A platform built this way can authenticate a function instance the moment it begins executing, with no enrollment round trip and no secret to provision, because identity is derived from inputs the instance already holds. Each invocation that mutates identity records a host-entangled, signed step, so a fleet operator can reconstruct after the fact which worker ran which step, producing verifiable execution provenance across a migrating or fan-out workload without a shared ledger. Compromise of any single instance does not yield a reusable credential, because the model has no standing key and acceptance demands forward progression along the slope. The same trust layer spans heterogeneous substrates, so a call that crosses from one tenant, region, or administrative domain into another is validated by memory-resolved behavior rather than by a registry shared across that boundary, with a scope tag carrying the cross-domain policy context. And because security reduces to the unpredictability of per-step inputs and the preimage resistance of the underlying hashes rather than to hardness assumptions targeted by Shor-type attacks, the disclosure characterizes the model as post-quantum aligned.

Boundary Conditions

This is an enabling application of the disclosed mechanism, not a turnkey product, and it inherits the disclosure's honest limits.
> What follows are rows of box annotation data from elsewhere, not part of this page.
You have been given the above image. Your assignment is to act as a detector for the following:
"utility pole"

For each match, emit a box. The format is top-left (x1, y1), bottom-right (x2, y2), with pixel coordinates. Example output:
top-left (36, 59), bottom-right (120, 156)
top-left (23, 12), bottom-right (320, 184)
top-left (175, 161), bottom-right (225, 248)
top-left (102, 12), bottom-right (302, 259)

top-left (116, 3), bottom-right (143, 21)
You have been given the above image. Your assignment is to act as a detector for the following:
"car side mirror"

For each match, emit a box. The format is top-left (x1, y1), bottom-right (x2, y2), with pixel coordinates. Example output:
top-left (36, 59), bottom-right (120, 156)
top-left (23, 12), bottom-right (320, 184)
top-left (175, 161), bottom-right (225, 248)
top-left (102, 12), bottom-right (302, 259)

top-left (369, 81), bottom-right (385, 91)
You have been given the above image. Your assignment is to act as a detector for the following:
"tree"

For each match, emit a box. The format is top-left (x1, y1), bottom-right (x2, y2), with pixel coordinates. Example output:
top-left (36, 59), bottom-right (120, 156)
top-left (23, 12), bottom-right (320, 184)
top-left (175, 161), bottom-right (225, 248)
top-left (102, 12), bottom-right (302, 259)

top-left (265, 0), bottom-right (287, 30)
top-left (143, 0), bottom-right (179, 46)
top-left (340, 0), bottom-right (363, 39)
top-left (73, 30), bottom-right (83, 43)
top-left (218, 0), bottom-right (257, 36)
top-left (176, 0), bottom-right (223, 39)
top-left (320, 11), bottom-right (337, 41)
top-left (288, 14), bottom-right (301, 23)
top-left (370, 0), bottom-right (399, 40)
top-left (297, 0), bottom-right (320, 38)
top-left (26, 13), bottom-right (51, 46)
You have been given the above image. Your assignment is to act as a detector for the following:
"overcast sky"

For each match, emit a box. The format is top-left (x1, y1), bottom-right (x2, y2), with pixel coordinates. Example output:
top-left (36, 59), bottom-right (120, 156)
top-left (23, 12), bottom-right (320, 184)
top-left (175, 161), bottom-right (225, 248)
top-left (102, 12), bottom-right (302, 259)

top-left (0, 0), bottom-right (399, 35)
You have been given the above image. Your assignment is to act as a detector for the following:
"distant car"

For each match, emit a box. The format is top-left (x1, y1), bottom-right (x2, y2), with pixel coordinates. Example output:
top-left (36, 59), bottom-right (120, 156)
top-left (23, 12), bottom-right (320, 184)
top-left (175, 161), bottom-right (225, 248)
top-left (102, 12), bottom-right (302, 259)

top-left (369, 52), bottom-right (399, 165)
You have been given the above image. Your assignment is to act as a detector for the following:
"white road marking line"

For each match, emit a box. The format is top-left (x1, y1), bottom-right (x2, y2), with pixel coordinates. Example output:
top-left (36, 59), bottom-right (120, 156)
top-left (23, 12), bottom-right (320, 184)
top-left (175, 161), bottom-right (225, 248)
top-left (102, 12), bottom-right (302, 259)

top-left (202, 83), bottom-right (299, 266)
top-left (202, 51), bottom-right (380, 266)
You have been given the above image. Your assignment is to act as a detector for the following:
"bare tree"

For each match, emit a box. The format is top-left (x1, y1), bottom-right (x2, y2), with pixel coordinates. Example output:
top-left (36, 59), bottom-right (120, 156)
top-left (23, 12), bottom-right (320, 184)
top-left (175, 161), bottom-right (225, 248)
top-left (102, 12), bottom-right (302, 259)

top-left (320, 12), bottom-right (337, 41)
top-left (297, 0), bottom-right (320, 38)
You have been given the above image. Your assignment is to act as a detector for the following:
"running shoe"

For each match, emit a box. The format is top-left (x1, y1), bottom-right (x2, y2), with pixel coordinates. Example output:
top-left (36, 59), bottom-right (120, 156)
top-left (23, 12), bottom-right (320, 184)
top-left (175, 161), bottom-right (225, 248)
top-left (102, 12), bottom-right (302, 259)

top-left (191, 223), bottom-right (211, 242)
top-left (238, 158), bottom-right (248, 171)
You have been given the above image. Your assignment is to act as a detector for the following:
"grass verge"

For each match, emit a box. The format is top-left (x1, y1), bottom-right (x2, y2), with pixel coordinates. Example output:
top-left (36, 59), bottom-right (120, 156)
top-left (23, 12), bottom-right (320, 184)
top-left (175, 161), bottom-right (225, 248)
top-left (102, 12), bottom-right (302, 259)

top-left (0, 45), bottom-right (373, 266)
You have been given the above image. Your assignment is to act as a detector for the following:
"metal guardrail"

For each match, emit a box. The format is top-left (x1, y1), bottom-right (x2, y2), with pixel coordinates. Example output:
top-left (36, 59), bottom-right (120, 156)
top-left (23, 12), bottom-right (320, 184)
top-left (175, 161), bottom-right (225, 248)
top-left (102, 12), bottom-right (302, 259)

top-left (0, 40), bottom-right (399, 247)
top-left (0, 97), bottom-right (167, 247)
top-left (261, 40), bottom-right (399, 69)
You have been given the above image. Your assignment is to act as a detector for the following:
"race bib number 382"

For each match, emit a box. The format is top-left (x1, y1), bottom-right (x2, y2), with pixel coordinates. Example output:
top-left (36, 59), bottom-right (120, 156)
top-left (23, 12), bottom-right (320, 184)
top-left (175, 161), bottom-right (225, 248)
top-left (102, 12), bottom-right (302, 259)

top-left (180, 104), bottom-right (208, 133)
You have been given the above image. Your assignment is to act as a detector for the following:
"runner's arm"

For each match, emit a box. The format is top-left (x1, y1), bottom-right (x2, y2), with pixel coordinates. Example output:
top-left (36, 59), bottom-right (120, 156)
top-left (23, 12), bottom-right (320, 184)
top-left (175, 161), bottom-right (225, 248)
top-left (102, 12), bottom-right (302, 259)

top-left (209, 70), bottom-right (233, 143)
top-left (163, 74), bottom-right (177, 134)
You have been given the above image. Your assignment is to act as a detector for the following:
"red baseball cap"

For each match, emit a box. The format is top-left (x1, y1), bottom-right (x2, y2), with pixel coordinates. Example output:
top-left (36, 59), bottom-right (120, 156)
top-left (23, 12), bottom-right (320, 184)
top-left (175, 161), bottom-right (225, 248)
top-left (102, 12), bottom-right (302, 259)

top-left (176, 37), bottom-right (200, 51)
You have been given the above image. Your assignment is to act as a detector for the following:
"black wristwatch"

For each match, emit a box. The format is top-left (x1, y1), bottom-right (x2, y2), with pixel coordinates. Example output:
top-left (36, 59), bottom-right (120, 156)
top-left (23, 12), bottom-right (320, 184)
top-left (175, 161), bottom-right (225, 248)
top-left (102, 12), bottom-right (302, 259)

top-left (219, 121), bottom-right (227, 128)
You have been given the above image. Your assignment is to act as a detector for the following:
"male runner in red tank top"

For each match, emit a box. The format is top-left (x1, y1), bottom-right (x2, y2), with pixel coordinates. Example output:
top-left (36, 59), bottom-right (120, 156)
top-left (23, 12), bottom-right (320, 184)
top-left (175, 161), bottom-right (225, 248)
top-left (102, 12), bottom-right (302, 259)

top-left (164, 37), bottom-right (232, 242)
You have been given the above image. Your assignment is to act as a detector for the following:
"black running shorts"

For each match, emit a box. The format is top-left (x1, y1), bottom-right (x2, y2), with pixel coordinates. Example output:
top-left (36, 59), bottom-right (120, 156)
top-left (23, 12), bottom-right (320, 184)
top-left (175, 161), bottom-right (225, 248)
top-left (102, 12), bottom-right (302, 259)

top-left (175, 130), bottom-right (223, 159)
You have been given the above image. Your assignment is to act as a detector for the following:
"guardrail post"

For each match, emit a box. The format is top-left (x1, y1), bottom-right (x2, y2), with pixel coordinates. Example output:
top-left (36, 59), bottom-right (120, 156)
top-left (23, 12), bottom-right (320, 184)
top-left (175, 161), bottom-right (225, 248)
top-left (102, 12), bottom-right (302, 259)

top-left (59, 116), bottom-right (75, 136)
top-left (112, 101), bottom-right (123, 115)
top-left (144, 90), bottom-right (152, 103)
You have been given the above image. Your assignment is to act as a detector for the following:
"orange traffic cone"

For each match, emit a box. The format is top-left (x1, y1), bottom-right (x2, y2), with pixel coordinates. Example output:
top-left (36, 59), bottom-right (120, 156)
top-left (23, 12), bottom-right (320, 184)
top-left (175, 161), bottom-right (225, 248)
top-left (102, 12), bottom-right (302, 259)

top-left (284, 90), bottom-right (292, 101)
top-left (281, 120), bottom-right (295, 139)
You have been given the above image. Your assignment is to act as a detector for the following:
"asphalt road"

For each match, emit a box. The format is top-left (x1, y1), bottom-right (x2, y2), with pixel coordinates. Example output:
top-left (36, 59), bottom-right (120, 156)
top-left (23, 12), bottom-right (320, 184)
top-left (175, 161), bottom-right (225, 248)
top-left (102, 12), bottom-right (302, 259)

The security of a stateless instance rests on the quality of its non-exported unpredictability: the disclosure parameterizes forgery resistance by the min-entropy of the per-step contribution after extraction, so a platform whose instances expose too little usable local state, or whose hardware anchor and salt are weak, gets a correspondingly weaker guarantee. The local-state path depends on stability-tuned projections and error-tolerant sketches so that benign measurement fluctuation does not trip spurious rejections while genuine role or context changes still force rekeying; tuning that envelope is deployment work, and a poorly calibrated acceptance radius will either admit drift or generate false rejections. Verifiers still need access to some prior trusted anchor or a bounded proof to validate a successor, so a platform must retain sparse anchors somewhere even though the functions stay stateless. Host entanglement assumes the executing worker can produce a valid, signed trace that opens to its device hash; a platform that cannot expose a trustworthy device anchor on its workers loses that containment property. Interoperability with existing certificate-based services runs through the disclosure's segregated legacy adapter, which constructs a session-scoped fallback identifier that is explicitly walled off from slope formation, so bridging to a legacy verifier is possible but deliberately isolated rather than seamless. None of these are platform throughput or latency figures, and this application does not assert any.

Disclosure Scope

The identity, authentication, and provenance mechanisms described here are disclosed in United States Patent Application 19/388,580, which specifies memory-native identity expressed as a verifiable trust slope, keypair-free successor derivation from local unpredictability and a volatile salt, two-stage message authentication, host-entangled mutation, append-only lineage with bounded proofs, predictive verification, and segregated legacy interoperability. The serverless and function-as-a-service framing in this article, including references to function instances, microVMs, sandboxes, cold starts, gateways, multi-tenant boundaries, and platform control planes, is external domain context provided to illustrate one faithful enabling implementation; it is not part of the disclosure and does not define or limit it. Any specific platform behaviors, service-level expectations, or regulatory and compliance obligations that a given serverless deployment must satisfy are determined by that deployment's own environment and governing requirements, not by the cited application, and nothing here should be read as a representation about a particular commercial platform.